Я кивнул, хотя и сам думал, что он умный и талантливый и что, возможно, его книги будут читать потом.
В общем, мой друг запретил мне его хвалить и, если его будет хвалить кто-то другой, попросил наступить на его, романовский, чистый ботинок и, вместо извинения, шёпотом произнести: «Что высоко у людей, то мерзость перед Богом». Если мой друг начнёт досадовать на себя за свои немощи или на немощи других, что с ним случалось гораздо реже, я должен сказать: «Трудно богатому войти в Царствие Божие». Если я замечу, что Евгений Порфирьич станет стремиться к первенству и славе, я предупрежу его словами: «Какая польза человеку, если он приобретёт весь мир, а душе своей повредит?»
Мы придумали множество таких ограничений, записали их в форме настоящего договора и скрепили подписями. Этот бумажный договор казался мне потехой, но мой друг был серьёзен.
— Это война, Илья Ильич, — весомо произнёс он, — пусть всё так забавно, но это война.
— Замечательную штуку вы придумали, — сказал владыка, когда узнал о нашем договоре. — Но только одним внешним контролем шпионов не поймать, и вы, Евгений Порфирьевич, это уже поняли. Шпионы чаще приходят в виде помыслов, которые снаружи не всегда видно. Вы должны стать недремлющими стражами своих сердец, как говорят святые отцы. Представьте, что вы часовые, вы стоите, бодрствуете, мимо вас проходят ваши мысли и не только ваши. Ваша задача пропустить благие и поймать злые, вражьи. Пойманные помыслы исчезают и уже не отражаются в ваших словах или делах. Если постоянно ловить этих шпионов, пока они не выползли наружу, то можно заключить в клети сердца саму страсть, которая источает помыслы, и, если ещё её не кормить, она… помрёт.
— Помрёт? — переспросил я.
— Да, помрёт. Да, это так, мы, прежде рабы своих страстей, можем теперь поработить свои страсти… — спокойно сказал владыка, а потом более тихим голосом, который тем не менее был довольно громким, склонившись к нам, загадочно произнёс: — Знаете, что чрезвычайно нравится мне в этой слишком затянувшейся войне? Что даёт мне надежду, когда я чувствую себя совершенно выбившимся из сил?

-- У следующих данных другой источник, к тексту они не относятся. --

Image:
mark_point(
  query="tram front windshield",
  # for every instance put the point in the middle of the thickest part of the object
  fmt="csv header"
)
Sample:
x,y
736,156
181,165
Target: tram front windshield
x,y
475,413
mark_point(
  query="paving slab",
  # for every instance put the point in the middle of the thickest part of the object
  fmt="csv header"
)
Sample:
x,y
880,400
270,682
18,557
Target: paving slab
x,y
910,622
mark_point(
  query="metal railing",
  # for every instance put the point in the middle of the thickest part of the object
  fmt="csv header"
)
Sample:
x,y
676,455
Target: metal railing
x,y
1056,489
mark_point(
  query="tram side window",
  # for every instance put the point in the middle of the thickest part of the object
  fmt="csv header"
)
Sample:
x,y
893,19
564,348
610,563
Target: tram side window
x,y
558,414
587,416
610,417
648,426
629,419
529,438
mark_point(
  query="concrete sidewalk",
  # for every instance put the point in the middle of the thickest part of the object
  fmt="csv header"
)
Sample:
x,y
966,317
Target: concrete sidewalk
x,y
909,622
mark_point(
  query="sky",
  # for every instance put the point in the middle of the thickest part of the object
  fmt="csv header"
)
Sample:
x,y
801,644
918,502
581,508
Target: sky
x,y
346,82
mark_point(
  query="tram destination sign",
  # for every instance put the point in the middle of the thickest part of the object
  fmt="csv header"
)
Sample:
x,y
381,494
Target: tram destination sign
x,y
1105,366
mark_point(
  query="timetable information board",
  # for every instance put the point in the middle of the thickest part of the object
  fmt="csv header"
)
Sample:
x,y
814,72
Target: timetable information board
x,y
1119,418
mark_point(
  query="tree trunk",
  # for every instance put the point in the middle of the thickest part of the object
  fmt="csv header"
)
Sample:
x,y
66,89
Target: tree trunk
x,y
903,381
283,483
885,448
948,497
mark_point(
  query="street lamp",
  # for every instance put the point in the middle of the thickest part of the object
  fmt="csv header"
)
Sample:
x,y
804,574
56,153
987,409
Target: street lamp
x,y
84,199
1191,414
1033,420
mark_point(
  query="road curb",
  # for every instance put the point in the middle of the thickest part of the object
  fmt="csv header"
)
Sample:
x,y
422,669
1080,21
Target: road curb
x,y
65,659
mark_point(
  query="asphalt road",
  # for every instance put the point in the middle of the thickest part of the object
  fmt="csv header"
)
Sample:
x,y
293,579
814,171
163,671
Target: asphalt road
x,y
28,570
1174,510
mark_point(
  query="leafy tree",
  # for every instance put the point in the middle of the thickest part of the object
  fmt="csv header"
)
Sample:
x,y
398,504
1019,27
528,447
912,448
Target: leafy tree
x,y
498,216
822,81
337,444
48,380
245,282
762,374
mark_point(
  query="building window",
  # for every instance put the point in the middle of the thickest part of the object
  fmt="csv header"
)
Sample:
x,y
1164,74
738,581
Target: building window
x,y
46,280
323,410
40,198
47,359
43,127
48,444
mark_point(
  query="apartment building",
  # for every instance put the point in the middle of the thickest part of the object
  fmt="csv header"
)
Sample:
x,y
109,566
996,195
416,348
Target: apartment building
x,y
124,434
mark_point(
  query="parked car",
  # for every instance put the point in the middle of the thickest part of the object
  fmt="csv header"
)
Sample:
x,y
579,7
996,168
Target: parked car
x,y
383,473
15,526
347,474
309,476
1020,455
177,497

— Что? — в один голос спросили мы.
— То, что врага можно победить, — уверенно сказал владыка, и подслеповатые глаза его засверкали. Казалось, сквозь его ветхую телесную оболочку просвечивает другой, молодой, даже юный человек.
— Две тысячи лет назад он уже был посрамлён, бежал с поля брани, — продолжил он воодушевлённо, но также приглушённым голосом, — а поле брани, как известно, сердца человеческие. Тогда территория эта была завоёвана Господом… Друзья, — сказал он значительно, — мы сражаемся на стороне заведомо сильнейшей, чем вражья. Причём мы с вами — одни из самых незначительных солдат Его войска. Мы даже представить не можем, как бьётся с врагом авангард… А представьте себе, две тысячи лет назад Сам Воевода дал одиночный бой князю мира сего и был пленён. Но враг не знал, Кого он пленил! — хитро улыбнулся епископ. — О, это был ход троянским конём! Враг разбит и до сих пор попираем святыми, лучшими из воинов. Но даже они были бы прахом, возметаемым от лица земли, если бы не Господь.
Мы удивлённо смотрели на нашего наставника. Прав был Романов, когда назвал его необычным человеком. Мне пришла мысль в тот момент, что другие бы назвали его просто безумным, но я верил этому старику.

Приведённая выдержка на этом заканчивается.